What this basically does is print all lines staring from line matching with regex2 until a line matching with regex1 is found.

Example:

 regex1
 regex2
 line 1
 line 2
 regex1
 regex2
 regex1

Output:

 regex2
 line 1
 line 2
 regex2

Is it possible to simulate this using a perl one-liner? I know I can do it with a script saved in a file.

Edit:

A practical example:

24 May 2017 17:00:06,827 [INFO] 123456 (Blah : Blah1) Service-name:: Single line content

24 May 2017 17:00:06,828 [INFO] 567890 (Blah : Blah1) Service-name:: Content( May span multiple lines)

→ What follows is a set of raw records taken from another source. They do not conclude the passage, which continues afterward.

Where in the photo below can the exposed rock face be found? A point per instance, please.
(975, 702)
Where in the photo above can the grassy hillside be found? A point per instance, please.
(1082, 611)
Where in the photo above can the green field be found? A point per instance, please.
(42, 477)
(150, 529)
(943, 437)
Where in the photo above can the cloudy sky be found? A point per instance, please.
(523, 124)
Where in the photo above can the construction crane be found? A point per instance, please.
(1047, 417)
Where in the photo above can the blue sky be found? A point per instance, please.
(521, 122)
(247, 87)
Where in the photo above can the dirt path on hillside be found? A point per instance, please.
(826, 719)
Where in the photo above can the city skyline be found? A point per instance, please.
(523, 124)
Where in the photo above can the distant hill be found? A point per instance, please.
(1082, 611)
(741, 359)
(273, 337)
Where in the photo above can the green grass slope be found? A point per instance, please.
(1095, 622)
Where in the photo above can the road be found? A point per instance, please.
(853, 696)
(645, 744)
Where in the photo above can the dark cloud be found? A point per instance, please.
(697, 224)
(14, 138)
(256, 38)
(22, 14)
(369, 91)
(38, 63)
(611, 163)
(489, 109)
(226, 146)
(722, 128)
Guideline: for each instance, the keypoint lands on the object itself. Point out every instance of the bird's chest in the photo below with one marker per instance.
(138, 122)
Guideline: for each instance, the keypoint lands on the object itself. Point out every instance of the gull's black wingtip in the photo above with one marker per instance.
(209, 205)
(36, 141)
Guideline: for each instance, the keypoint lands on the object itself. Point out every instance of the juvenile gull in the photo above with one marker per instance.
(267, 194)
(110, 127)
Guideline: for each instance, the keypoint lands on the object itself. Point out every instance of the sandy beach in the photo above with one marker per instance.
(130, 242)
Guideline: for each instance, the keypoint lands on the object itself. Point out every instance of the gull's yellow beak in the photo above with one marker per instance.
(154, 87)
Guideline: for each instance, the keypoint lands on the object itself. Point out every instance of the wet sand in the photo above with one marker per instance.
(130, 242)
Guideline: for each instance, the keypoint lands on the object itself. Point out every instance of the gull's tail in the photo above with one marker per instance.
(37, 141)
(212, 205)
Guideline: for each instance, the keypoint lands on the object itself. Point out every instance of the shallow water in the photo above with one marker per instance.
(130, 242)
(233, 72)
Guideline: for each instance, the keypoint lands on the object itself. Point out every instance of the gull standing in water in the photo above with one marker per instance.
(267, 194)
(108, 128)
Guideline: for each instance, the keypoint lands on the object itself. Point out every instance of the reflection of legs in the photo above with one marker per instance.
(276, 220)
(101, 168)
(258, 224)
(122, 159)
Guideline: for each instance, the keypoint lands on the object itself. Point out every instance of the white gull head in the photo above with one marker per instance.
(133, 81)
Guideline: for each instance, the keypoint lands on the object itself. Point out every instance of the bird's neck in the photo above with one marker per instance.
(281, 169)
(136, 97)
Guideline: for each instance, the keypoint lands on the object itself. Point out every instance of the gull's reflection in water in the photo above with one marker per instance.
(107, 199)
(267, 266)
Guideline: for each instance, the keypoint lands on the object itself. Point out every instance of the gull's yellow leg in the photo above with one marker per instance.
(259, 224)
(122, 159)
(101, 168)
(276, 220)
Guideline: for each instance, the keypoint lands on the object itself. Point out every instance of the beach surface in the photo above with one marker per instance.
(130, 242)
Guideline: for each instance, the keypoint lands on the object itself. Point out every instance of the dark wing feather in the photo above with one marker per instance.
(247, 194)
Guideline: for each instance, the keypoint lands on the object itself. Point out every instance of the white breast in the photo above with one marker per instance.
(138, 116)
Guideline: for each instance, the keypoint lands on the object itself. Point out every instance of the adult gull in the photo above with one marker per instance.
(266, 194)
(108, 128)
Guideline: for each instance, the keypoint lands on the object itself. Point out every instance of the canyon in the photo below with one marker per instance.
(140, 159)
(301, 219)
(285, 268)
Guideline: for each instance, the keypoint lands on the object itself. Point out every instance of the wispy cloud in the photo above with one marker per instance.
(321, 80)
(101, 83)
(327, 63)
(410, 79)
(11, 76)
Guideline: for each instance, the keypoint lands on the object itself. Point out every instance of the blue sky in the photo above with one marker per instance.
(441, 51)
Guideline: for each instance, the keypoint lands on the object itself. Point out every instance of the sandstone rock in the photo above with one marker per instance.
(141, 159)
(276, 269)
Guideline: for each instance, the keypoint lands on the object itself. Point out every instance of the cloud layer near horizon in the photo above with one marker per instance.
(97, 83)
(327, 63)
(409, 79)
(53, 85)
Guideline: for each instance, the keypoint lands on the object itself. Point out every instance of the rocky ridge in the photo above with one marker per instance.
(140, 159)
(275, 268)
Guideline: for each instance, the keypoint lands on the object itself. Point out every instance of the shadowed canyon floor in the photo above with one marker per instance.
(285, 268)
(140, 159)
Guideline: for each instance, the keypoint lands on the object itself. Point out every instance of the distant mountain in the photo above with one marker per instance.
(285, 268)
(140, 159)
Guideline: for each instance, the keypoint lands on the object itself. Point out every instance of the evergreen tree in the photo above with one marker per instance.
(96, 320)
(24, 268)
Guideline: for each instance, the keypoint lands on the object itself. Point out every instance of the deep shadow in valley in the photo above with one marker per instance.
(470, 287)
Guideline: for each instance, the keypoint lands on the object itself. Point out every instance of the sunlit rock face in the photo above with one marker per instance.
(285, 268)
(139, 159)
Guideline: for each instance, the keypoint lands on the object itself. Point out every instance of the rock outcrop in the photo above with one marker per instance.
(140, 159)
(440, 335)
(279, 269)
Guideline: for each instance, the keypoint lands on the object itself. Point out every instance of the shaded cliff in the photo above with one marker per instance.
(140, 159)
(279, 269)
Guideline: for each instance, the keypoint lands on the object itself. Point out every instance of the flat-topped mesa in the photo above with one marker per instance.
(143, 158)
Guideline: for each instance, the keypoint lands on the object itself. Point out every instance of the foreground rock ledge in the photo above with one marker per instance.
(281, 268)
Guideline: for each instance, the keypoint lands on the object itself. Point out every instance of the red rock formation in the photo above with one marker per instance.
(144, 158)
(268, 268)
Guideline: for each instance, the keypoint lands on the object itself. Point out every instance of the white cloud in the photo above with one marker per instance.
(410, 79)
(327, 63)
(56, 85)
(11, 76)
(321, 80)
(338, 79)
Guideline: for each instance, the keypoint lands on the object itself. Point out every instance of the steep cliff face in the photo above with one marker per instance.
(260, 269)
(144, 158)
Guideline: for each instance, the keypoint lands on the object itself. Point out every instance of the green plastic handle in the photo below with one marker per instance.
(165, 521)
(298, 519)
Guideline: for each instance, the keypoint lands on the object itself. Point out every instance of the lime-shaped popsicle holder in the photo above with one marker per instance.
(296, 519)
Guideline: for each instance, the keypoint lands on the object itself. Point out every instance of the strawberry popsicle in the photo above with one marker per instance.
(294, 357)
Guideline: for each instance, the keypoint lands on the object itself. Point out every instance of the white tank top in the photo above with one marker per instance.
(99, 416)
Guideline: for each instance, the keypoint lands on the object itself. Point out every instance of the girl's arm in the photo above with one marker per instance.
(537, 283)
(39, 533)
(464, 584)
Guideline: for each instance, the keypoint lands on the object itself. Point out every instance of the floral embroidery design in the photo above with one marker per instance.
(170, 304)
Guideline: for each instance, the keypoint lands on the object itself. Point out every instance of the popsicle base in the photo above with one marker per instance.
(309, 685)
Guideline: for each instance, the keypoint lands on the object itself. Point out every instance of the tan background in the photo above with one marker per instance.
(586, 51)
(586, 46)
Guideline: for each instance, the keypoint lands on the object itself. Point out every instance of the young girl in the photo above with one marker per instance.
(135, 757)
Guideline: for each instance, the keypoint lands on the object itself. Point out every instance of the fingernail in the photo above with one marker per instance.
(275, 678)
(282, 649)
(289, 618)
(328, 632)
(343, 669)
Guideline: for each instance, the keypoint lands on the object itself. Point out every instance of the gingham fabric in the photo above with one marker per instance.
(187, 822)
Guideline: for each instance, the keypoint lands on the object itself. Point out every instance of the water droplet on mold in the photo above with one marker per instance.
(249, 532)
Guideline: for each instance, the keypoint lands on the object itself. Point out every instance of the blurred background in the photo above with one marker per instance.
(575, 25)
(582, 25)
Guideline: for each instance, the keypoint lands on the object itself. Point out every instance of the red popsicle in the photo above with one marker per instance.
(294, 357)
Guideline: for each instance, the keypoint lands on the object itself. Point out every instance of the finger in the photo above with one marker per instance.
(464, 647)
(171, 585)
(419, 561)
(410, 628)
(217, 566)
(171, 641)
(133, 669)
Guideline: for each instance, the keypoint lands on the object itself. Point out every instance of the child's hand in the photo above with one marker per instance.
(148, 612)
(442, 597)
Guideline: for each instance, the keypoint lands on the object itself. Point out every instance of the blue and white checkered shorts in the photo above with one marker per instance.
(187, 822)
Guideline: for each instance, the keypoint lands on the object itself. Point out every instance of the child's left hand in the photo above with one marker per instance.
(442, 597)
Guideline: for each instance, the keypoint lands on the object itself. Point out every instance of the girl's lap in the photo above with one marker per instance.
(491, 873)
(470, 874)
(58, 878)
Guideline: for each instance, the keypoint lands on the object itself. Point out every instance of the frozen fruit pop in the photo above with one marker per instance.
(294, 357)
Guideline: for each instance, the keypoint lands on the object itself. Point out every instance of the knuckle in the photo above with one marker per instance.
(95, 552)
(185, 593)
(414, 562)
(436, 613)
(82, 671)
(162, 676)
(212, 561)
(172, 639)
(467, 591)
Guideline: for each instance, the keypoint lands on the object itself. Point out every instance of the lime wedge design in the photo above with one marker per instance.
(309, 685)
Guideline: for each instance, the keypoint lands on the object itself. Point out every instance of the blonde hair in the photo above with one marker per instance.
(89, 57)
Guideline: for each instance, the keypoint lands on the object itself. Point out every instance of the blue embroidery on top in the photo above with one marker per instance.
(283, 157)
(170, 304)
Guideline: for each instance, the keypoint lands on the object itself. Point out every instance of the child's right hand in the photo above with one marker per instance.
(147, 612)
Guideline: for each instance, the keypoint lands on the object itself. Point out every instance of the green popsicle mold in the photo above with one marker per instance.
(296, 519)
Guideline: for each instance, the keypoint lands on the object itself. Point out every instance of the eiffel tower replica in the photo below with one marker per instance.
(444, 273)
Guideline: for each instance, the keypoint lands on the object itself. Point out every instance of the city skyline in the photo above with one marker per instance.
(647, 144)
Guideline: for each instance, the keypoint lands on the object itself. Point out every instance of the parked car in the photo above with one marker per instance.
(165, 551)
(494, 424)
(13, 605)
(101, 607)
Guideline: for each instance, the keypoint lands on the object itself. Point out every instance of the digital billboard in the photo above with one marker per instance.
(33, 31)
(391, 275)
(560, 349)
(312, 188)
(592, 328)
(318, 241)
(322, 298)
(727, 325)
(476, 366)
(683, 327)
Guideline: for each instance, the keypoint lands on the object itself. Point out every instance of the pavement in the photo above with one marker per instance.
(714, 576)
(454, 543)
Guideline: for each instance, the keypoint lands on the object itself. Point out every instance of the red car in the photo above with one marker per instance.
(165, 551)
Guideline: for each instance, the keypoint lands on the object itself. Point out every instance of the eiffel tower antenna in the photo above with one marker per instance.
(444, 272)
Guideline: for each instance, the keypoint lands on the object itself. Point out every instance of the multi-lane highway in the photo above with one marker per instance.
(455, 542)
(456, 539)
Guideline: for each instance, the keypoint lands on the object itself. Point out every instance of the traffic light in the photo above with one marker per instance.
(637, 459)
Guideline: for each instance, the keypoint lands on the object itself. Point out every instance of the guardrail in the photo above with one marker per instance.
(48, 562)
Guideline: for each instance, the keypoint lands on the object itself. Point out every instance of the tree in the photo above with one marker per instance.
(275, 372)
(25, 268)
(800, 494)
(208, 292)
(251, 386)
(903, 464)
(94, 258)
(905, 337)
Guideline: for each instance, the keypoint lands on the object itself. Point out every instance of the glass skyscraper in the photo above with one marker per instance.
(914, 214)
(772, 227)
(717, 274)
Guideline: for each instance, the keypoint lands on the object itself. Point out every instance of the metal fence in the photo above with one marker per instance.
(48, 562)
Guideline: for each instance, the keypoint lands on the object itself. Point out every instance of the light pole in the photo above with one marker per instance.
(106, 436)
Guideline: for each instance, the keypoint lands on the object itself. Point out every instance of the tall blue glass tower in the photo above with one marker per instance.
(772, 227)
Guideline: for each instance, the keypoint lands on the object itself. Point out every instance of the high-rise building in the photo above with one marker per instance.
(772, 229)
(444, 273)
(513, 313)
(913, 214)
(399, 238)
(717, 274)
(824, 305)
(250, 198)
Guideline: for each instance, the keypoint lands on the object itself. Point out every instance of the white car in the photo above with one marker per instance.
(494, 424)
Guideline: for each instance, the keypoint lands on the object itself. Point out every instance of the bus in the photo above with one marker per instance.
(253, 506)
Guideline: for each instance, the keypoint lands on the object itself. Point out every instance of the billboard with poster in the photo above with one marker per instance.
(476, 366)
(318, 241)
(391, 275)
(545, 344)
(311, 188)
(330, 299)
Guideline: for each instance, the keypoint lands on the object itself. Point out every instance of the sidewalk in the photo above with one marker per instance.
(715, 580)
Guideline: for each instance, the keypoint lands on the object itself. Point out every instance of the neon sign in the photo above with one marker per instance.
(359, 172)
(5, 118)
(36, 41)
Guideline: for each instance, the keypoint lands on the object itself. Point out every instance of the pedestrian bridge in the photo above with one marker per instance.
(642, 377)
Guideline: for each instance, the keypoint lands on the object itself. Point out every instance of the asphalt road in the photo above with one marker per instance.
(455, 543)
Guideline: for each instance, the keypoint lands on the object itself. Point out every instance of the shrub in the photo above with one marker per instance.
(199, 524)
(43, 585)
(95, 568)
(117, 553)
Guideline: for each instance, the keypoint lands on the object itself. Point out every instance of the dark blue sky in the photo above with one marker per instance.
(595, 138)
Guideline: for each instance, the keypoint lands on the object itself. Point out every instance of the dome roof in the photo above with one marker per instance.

24 May 2017 17:00:06,829 [INFO] 123456 (Blah : Blah2) Service-name: Multiple line content. Printing Object[ ID1=fac-adasd ID2=123231
ID3=123108 Status=Unknown
Code=530007 Dest=CA
]

24 May 2017 17:00:06,830 [INFO] 123456 (Blah : Blah1) Service-name:: Single line content

24 May 2017 17:00:06,831 [INFO] 567890 (Blah : Blah2) Service-name:: Content( May span multiple lines)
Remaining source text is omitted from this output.